Koç ve Demirel’e (2004: 178) göre yapılandırmacı öğrenme planları genellikle şu aşamaları izlemektedir: Dersin başlarında öğrencilerin dikkati çekilmekte, problem durumu sunulmakta ve öğrenenlerin ön bilgileri açığa çıkarılmaktadır. Daha sonra öğrenenler iş birliği içinde problemleri incelemekte, bilgi kaynaklarına ulaşmakta, hipotezler üretmekte, problemlere çözüm önerileri geliştirmekte, görüşlerini paylaşmakta, diğer görüşleri eleştirmekte ve kendi fikirlerini gözden geçirmektedir. Son aşamada ise öğrenenler kendi bilgi yapılarını ve anlamlarını değerlendirmekte, kendilerini geliştirmek için neler yapması gerektiğine karar vermektedirler. Bu süreçte öğretmenin rolü; öğrenmeye rehberlik etmek, öğrenciyi yönlendirmek ve düşünmelerine yardımcı olmaktır.

Yapılandırmacı öğrenme ve öğretim anlayışı, geleneksel eğitim anlayışından çok farklı bir şekilde ayrılmaktadır. Bu yaklaşımda amaç, kişinin bilgiyi özümsemede aktif rol alarak onu kendi zihinsel şemalarında yerli yerine oturtabilmesidir. Öğrencinin okuldan aldığı bilgileri gerçek hayata uyarlayabilmesi, hazır bilgileri ezberlemesinden daha değerlidir. Yapılandırmacı yaklaşım, öğretmenlerin öğretim programlarını sabit ve

değişmeyen yapılar, kendilerini de bilginin yegâne kaynağı olarak görmeleri yerine; hem öğretim programlarını hem ders işleme yöntemlerini devamlı olarak analiz etmelerini gerektirir (Kandemir ve Kurt, 2006: 325). Buna göre öğretmenin her zaman değişime ve gelişime açık olması, kendini öğrenmenin merkezi olarak görme tutumundan uzaklaştırması gerekir.

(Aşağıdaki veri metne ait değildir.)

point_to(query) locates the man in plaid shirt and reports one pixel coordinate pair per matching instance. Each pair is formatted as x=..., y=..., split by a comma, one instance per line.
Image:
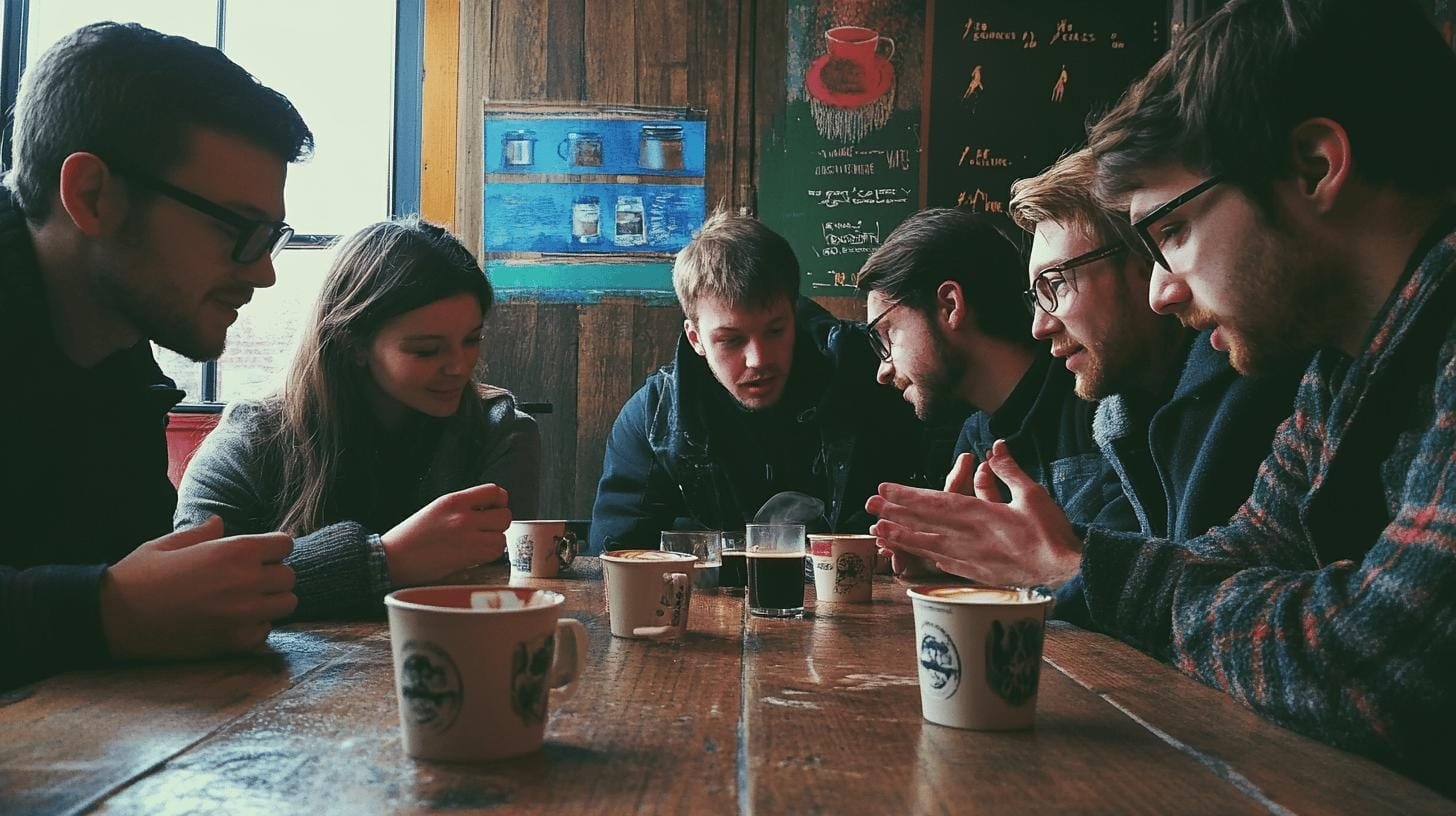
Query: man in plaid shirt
x=1296, y=200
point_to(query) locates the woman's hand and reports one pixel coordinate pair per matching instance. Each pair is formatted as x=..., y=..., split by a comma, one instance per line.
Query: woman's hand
x=456, y=531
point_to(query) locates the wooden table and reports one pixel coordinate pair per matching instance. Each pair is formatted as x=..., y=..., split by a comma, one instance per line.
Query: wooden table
x=743, y=716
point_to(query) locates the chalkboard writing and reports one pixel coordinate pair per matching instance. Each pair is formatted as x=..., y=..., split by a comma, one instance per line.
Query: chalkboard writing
x=1014, y=83
x=842, y=166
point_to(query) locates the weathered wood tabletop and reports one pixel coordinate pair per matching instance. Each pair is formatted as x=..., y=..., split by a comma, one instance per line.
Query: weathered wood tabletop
x=741, y=716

Diğer taraftan eğitim öğretim sürecinin en önemli parçalarından biri olan değerlendirme anlayışında da köklü değişiklikler olmuştur. Yapılandırmacı eğitime göre değerlendirme, öğretmen ve öğrencilerle birlikte planlanan ve yürütülen bir süreçtir. Değerlendirme öğrenmenin sonunda yer almaz; öğrenme süreci ile birlikte devam eder ve öğretime yön verir. Yapılandırmacı yaklaşımda değerlendirme, öğrenmeye yardımcı bir araçtır. Öğrenenler önceki bilgilerini ve yeni kazandığı anlamları karşılaştırarak kendi bilgi yapılarını değerlendirir. Öğrenenlerin anlamlarını ortaya koyabilmesi için performans değerlendirme, özgün değerlendirme, günlük yazma, öğretmen gözlemleri, görüşme, problem çözme gibi çoklu değerlendirme teknikleri kullanılmaktadır. Yapılandırmacı öğrenme kuramı, eğitim programının tüm ögelerini etkilemekte ve öğreneni etkin kılan bir öğrenme yapısı sunmaktadır (Erdamar ve Demirel, 2008: 631). Bu yeni anlayıştaki çoklu değerlendirme usulleri, değerlendirmede birden çok kişi ve aracı göz önünde bulundurmaktadır.